Assembly Chair of the Committee on Tourism, Parks, Arts, & Sports Development, Daniel O’Donnell said, “The cabaret law has been a shameful relic of racism in New York City for almost a century. The law has been a weight on small businesses, discouraged the economic growth that accompanies tourism, and most importantly has been used as a weapon against historically marginalized groups. Thanks to Councilman Espinal, the Mayor, and all others involved, I can finally tell my friends from all over the world and all walks of life “Let’s Dance!”

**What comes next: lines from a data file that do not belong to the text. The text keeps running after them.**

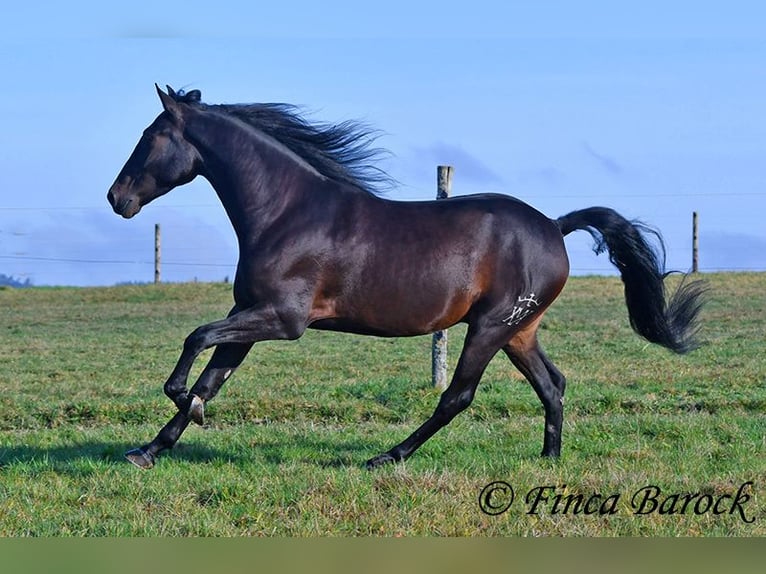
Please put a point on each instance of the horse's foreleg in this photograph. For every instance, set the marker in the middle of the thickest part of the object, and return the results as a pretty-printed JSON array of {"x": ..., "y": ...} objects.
[
  {"x": 222, "y": 365},
  {"x": 224, "y": 361},
  {"x": 234, "y": 335}
]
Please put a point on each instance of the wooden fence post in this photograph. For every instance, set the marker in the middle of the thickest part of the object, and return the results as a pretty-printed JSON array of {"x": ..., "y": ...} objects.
[
  {"x": 157, "y": 253},
  {"x": 439, "y": 342},
  {"x": 695, "y": 243}
]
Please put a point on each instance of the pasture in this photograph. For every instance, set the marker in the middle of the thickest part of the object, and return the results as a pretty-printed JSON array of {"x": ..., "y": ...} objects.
[{"x": 284, "y": 446}]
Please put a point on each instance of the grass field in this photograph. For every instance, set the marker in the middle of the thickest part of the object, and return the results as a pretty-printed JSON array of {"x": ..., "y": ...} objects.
[{"x": 282, "y": 453}]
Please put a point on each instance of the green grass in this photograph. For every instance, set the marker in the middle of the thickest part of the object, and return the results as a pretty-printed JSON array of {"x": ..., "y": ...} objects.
[{"x": 81, "y": 374}]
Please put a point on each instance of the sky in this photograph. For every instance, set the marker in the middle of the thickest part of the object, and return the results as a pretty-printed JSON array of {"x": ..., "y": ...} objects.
[{"x": 654, "y": 108}]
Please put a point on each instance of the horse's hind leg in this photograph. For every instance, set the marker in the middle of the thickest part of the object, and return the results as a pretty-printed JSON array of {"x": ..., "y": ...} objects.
[
  {"x": 547, "y": 381},
  {"x": 478, "y": 350}
]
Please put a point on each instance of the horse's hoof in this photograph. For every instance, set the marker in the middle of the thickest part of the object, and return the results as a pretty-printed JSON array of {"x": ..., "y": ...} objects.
[
  {"x": 140, "y": 458},
  {"x": 379, "y": 460},
  {"x": 197, "y": 410}
]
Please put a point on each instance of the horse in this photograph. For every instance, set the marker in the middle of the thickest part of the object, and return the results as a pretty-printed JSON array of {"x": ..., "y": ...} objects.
[{"x": 322, "y": 247}]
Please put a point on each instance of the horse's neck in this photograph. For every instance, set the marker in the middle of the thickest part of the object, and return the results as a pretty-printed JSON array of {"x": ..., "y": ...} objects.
[{"x": 253, "y": 178}]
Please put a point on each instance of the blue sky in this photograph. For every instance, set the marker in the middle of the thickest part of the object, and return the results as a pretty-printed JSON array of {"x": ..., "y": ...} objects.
[{"x": 656, "y": 109}]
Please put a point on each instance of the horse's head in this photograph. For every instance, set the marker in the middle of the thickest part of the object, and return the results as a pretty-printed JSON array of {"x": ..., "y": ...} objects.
[{"x": 162, "y": 159}]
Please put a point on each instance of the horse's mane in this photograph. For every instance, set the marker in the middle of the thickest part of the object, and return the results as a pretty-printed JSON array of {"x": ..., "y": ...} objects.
[{"x": 342, "y": 152}]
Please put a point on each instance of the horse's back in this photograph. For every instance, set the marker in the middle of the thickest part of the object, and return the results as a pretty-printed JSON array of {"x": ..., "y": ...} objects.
[{"x": 415, "y": 267}]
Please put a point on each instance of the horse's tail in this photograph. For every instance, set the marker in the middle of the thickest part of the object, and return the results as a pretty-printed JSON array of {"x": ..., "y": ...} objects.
[{"x": 671, "y": 323}]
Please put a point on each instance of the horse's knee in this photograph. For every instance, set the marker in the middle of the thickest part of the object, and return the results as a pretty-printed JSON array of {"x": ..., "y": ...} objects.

“The repeal of the unreasonable and damaging Cabaret Law was long overdue, and the musicians of New York City applaud the Mayor and New York City Council for bringing it to an end,” said Tino Gagliardi, President, Associated Musicians of Greater New York, Local 802 AFM. “This law, steeped in racism and bigotry, has long run contrary to values New Yorkers hold dear—inclusion, diversity and creative freedom and has limited performers’ freedom of expression. Its repeal is an important part of the ongoing work to support our creative and nightlife community, making this is a great day for musicians and music lovers across the cultural capital of the world.”
“This long overdue repeal decriminalizes a fundamental cultural expression and puts an end to the absurdity of an effective NYC ban on social dancing. This historic repeal is a very positive step toward a vibrant, safer and more inclusive cultural nightlife. We want to thank Council Member Espinal and our fellow advocacy organizations for their tireless efforts in this battle. With the repeal of the Cabaret Law, we can finally right this historic wrong,” said Olympia Kazi, NYC Artist Coalition.
“On behalf of the ten thousand dancers that celebrate 80+ styles of dance in the annual Dance Parade, we are grateful for City Council Member Rafael Espinal’s leadership to repeal the City’s Cabaret Law, righting this longstanding wrong. We invite everyone to celebrate our 12th year under the theme “The Cabaret of Life” which acknowledges the importance of diversity and the arts in everyday life,” said Greg Miller, Executive Director, Dance Parade New York.